To this Sindri of the Ivaldi clan had a terribly clever glint in his eye, “What we need is a chain that isn’t. If nothing can hold the wolf then we make a chain out of nothing!”
And so the dwarfs got to their craft, collecting all the materials that didn’t exist to fashion their rope that needed to be made out of nothing, and many tales will claim roots of a mountain, the spittle of a bird, the beard of a woman, but the reality is beyond the explanations of men, barely understood by the dwarfs and utterly unknowable to the gods who above all else are beings of consecrated reality.
Open, the sons of Ivaldi named the ribbon, or Gleipnir, as came to be known to the men who settled in northern Midgard. Open was passed from Sindri to Odin, who called an assembly of the great asa warriors gods who became renowned to the tribes of men, his sons Thor, Baldr, and Heimdallr, Tyr but not Loki.
“Great Wolf.” Odin spoke merrily, “Today I have a new test of your great strength, a chain even you will certainly be unable to break free from!”
But the wolf looked upon Open and found a deep unease within, as the chainless chain looked no more than a simple ribbon. Fenrir knew already he was trapped, at least in one sense. The great Aesir warriors looked upon Fenrir and Open with some confusion, an amused befuddlement and he hated them for it. The wolf looked into Odin’s eye and knew the Allfather challenged not only his strength but also his pride. “I will allow myself to be tied in your newest binds, Allfather.”

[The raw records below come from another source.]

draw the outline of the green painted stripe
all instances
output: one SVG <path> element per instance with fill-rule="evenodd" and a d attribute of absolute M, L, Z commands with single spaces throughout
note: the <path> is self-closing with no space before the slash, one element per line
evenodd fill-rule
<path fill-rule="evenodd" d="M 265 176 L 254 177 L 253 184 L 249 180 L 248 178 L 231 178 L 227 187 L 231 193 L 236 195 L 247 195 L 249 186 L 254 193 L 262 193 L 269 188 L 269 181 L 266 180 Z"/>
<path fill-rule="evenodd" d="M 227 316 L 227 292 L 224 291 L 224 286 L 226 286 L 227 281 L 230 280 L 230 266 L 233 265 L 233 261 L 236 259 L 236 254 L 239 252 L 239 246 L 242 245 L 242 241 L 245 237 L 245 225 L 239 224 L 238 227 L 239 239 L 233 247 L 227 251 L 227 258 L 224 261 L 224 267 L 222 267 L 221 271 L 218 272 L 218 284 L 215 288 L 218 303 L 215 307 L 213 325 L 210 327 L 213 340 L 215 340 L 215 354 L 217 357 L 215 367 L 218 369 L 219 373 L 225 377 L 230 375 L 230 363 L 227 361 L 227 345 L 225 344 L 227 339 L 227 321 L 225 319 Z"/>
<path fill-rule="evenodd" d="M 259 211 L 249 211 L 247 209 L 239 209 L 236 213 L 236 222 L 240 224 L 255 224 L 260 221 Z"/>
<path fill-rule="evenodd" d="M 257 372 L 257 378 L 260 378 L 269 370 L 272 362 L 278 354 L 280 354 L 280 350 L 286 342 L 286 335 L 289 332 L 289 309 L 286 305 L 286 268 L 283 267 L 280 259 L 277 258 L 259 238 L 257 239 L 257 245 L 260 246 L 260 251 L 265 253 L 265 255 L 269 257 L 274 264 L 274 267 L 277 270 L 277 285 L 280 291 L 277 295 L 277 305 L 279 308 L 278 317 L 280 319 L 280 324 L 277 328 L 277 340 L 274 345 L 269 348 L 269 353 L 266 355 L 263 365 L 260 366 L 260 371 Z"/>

Odin grinned, “Wonderful, Thor, Baldur take the ch-”
Fenrir growled and the Asa gods held stiff, “If, one of you places your hand in my mouth. I shall rest your forearm between my teeth tight but without breaking skin, and when I break free I shall release.”
The gods stood, silent, stoic and showing no emotion.
“No volunteers? Why not, this is but a sporting game?” The wolf grinned.
“I will do it.” Tyr uttered.
Thor’s stoicism split to a wide grin, “That’s the spirit!”
Fenrir relaxed, “Then...let us begin.”